Berrington se encogió de hombros. Apenas se había molestado en confirmar si Lisa trabajaba o no en la Loquería. La cinta prosiguió:

«Como quiera que usted es el patrono de la señora Hoxton y la violación tuvo lugar en el campus, me considero obligada a informarle de que esta tarde hemos arrestado a un hombre. La verdad es que se trataba de una persona a la que durante el día de hoy estuvieron sometiendo a diversas pruebas en sus laboratorios. Se llama Steve Logan.»

—¿Jesús! —estalló Berrington.

«La víctima lo señaló en la rueda de reconocimiento, de modo que estoy segura de que la prueba de ADN confirmará que se trata del violador. Le ruego transmita esta información a cuantos miembros de la universidad considere usted oportuno. Gracias.»

—¡No! —exclamo Berrington. Se dejó caer pesadamente en una silla. Repitió, en tono más bajo—: No.

Luego rompió a llorar.

Se levantó al cabo de un momento, todavía llorando, y cerró la puerta del estudio por temor a que la doncella apareciese por allí. Después regresó al escritorio y enterró la cabeza entre las manos.

Permaneció así un buen rato.

Cuando por fin suspendió el llanto, tomó el teléfono y marcó un número que se sabía de memoria.

—Que no responda el contestador automático, por favor, Dios mío —dijo en voz alta, mientras escuchaba la señal.

—¡Diga! —sonó la voz de un joven.

—Soy yo —dijo Berrington.

—¡Hombre! ¿Cómo estás?

—Desolado.

—¡Oh! —el tono era de culpabilidad.

Si Berrington albergaba alguna duda, aquella nota la barrió definitivamente.

—Cuéntame.

—No trates de quedarte conmigo, por favor.

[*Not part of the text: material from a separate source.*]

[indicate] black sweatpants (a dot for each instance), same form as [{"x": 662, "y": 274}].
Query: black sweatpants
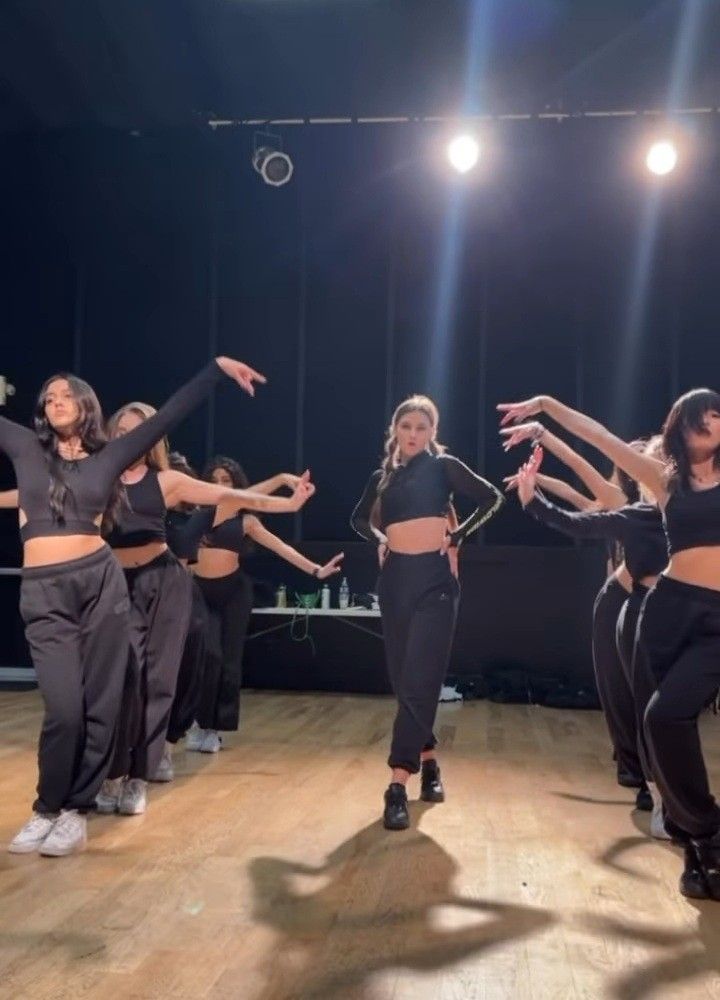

Hablo del domingo por la noche.

El joven suspiró.

—Vale.

—Maldito estúpido. Fuiste al campus, ¿verdad? Lo… —Se dio cuenta de que por teléfono no debía hablar más de la cuenta—. Volviste a las andadas.

—Lo siento…

—¡Lo sientes!

—¿Cómo lo supiste?

—Al principio no se me ocurrió sospechar de ti… pensé que habías abandonado la ciudad. Luego arrestaron a alguien que tiene la misma apariencia que tú.

—¡Vaya! Eso significa que estoy…

—Fuera del anzuelo.

—¡Anda! ¡Qué potra! Escucha…

—¿Que?

—No irás a decir nada, ¿eh? A la policía o a alguien.

—No, no diré una palabra —dijo Berrington, abatido—. Puedes confiar en mí.